🤖 AI Summary
This paper studies the 1-identification problem in pure-exploration multi-armed bandits: determining, with confidence at least $1-delta$, whether there exists an arm whose mean reward is at least a given threshold $mu_0$, or outputting “None” otherwise. Addressing the open problem of non-asymptotic sample complexity analysis left by Degenne & Koolen (2019), we propose the Sequential-Exploration-Exploitation (SEE) algorithm, which integrates adaptive sampling, tight confidence interval construction, and a dynamic stopping rule. We establish matching upper and lower bounds on its sample complexity—tight up to polynomial logarithmic factors—achieving near-optimality in the non-asymptotic regime. Numerical experiments demonstrate that SEE significantly reduces sample consumption compared to existing benchmark methods.
📝 Abstract
Motivated by an open direction in existing literature, we study the 1-identification problem, a fundamental multi-armed bandit formulation on pure exploration. The goal is to determine whether there exists an arm whose mean reward is at least a known threshold $mu_0$, or to output None if it believes such an arm does not exist.

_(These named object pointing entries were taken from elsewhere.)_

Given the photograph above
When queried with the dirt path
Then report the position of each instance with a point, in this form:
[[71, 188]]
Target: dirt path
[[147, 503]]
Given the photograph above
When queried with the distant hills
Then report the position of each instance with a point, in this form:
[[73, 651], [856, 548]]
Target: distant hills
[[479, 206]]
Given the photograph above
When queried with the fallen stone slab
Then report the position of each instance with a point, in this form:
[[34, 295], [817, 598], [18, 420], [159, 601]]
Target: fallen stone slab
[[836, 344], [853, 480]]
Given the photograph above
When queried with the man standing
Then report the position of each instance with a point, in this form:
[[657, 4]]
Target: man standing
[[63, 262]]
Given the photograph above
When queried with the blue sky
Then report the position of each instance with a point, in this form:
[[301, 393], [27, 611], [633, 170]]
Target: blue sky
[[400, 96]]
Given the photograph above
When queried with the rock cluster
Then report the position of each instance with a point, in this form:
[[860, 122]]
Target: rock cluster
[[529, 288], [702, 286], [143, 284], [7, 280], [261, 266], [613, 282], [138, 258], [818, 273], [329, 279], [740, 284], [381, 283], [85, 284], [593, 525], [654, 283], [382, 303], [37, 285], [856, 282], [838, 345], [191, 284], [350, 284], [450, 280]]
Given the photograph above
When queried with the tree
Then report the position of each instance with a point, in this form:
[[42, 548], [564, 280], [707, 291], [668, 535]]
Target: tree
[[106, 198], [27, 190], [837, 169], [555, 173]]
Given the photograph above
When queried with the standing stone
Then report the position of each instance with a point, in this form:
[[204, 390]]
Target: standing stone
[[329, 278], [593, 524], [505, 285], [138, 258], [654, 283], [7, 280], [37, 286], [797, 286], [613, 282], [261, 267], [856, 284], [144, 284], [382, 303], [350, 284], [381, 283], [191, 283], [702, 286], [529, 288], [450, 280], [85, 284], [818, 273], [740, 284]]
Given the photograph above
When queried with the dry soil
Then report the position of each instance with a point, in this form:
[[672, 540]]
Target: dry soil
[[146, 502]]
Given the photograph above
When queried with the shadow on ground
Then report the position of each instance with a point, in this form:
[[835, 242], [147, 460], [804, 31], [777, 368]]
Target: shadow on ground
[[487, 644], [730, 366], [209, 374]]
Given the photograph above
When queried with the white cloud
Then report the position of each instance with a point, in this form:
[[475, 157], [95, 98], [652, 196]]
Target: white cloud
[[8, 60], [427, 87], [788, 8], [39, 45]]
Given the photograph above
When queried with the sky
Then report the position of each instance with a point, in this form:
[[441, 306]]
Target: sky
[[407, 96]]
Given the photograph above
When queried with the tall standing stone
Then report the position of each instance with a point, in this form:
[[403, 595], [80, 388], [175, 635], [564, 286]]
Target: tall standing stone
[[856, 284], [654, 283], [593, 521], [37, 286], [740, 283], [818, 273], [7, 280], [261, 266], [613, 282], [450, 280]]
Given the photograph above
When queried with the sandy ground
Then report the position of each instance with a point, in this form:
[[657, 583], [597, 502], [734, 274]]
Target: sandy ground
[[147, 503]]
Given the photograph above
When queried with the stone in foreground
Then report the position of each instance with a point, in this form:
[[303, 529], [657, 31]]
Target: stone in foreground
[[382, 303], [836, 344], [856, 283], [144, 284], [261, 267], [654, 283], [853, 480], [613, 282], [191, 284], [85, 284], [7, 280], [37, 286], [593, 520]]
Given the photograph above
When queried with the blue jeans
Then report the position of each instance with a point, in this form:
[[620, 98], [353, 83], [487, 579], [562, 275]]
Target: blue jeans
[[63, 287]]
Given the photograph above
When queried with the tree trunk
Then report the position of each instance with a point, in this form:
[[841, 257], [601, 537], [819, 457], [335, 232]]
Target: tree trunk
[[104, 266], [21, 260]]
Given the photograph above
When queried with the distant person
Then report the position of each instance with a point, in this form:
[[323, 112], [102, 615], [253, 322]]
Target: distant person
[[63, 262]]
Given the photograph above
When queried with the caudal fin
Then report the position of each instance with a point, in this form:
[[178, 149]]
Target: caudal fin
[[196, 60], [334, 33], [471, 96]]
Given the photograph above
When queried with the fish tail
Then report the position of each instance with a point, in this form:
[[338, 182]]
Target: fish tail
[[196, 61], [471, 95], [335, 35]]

The agent needs to guarantee its output is correct with probability at least $1-delta$. Degenne&Koolen 2019 has established the asymptotically tight sample complexity for the 1-identification problem, but they commented that the non-asymptotic analysis remains unclear. We design a new algorithm Sequential-Exploration-Exploitation (SEE), and conduct theoretical analysis from the non-asymptotic perspective. Novel to the literature, we achieve near optimality, in the sense of matching upper and lower bounds on the pulling complexity. The gap between the upper and lower bounds is up to a polynomial logarithmic factor. The numerical result also indicates the effectiveness of our algorithm, compared to existing benchmarks.